HDRUK / CaRROT-CDM

MIT License
6 stars 1 forks source link

Preserve unmapped values #163

Open ALightNHS opened 1 year ago

ALightNHS commented 1 year ago

Is it possible to preserve the unmapped and missing/invalid source values when converting from source tables to the CDM tables?

PhilAppleby commented 1 year ago

I would need to know more about what you mean by "preserve".

Rejected data does not generate CDM output as that would be meaningless

ALightNHS commented 1 year ago

Thank you for your response. I would like to see unmapped (potentially error-prone) source values in the CDM output as this would help to identify data quality issues/ inconsistencies where "similar" fields are captured in different systems.

For example, if patient height is stored in two different datasets, it would be useful to map these data sources, and then identify inconsistent source values per patient in the CDM.

Another side to this question is: how would we map source fields containing unstructured text data to the CDM? It wouldn't be feasible to apply the same mapping logic to a json config for clinical notes.

PhilAppleby commented 1 year ago

Hello again, could you let me have more information on the particular use-case you have in mind?

The software was designed, in collaboration with data partners, to map from input values to output OMOP concepts. Placing an input value in the OMOP output, unless explicitly mapped as a "source_value", would be a violation of this principle.

Also, with reference to your height example, if a person's information is captured as part of two different datasets, this tool will not be aware of this as it works in isolation on each data set individually. We could not use information from one dataset for the other unless we had explicit approvals to do so and therefore this tool has been designed to work on each data set in complete isolation.

Additionally, a file "summary.tsv" is produced which contains no detailed data but gives an indication of rejected input numbers as percentages.

Finally we do have manual methods for mapping clinical notes to OMOP concepts you would need to contact our data team for guidance on that.

ALightNHS commented 1 year ago

Hi Phil, Firstly, I would like to say thank you for your responses and patience. I am very excited about CaRROT and believe that it will have a significant impact.

With your permission, I would appreciate the opportunity to exchange emails to discuss this further?

Otherwise, I will try to explain further. I realise that my particular use-case for CaRROT (and the CDM in general) goes against their intended designs.

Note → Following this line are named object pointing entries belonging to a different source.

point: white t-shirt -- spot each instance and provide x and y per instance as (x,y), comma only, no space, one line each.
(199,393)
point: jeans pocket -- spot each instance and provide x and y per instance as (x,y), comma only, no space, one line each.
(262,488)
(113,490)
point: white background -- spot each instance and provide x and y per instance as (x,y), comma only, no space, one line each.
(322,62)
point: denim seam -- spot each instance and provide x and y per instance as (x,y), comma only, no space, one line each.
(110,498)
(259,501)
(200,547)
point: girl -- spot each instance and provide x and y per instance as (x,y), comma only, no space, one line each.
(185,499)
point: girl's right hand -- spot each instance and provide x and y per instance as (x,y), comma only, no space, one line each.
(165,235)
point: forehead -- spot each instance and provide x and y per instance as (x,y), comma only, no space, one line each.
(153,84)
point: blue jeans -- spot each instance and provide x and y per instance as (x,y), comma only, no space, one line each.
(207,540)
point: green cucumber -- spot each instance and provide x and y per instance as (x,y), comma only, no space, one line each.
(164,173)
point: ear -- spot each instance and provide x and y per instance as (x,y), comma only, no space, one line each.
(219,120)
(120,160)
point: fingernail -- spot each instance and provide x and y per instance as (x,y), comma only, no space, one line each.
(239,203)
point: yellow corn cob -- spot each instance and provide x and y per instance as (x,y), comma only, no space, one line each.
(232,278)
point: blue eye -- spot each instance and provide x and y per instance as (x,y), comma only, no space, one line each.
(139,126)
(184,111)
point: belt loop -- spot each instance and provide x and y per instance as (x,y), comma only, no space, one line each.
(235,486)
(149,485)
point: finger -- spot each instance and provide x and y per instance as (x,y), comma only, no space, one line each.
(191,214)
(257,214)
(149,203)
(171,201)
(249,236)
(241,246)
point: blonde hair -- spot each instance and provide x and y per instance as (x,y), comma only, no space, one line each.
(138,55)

I am trying to take advantage of the CDM's relational schema to integrate multiple data sources, identify inconsistencies, and then to diagnose and resolve these at source.

PhilAppleby commented 1 year ago

Hi there, as the development of CaRROT-CDM is funded by health data research projects we can discuss further if you contact me using my University of Dundee email account - p.d.appleby@dundee.ac.uk. Could you also identify yourself so I know with whom I'm talking?

ALightNHS commented 1 year ago

Hi Phil, my name is Anthony Lighterness - I'm a data scientist at The Christie NHS FT. I'll send you an email, thank you for that!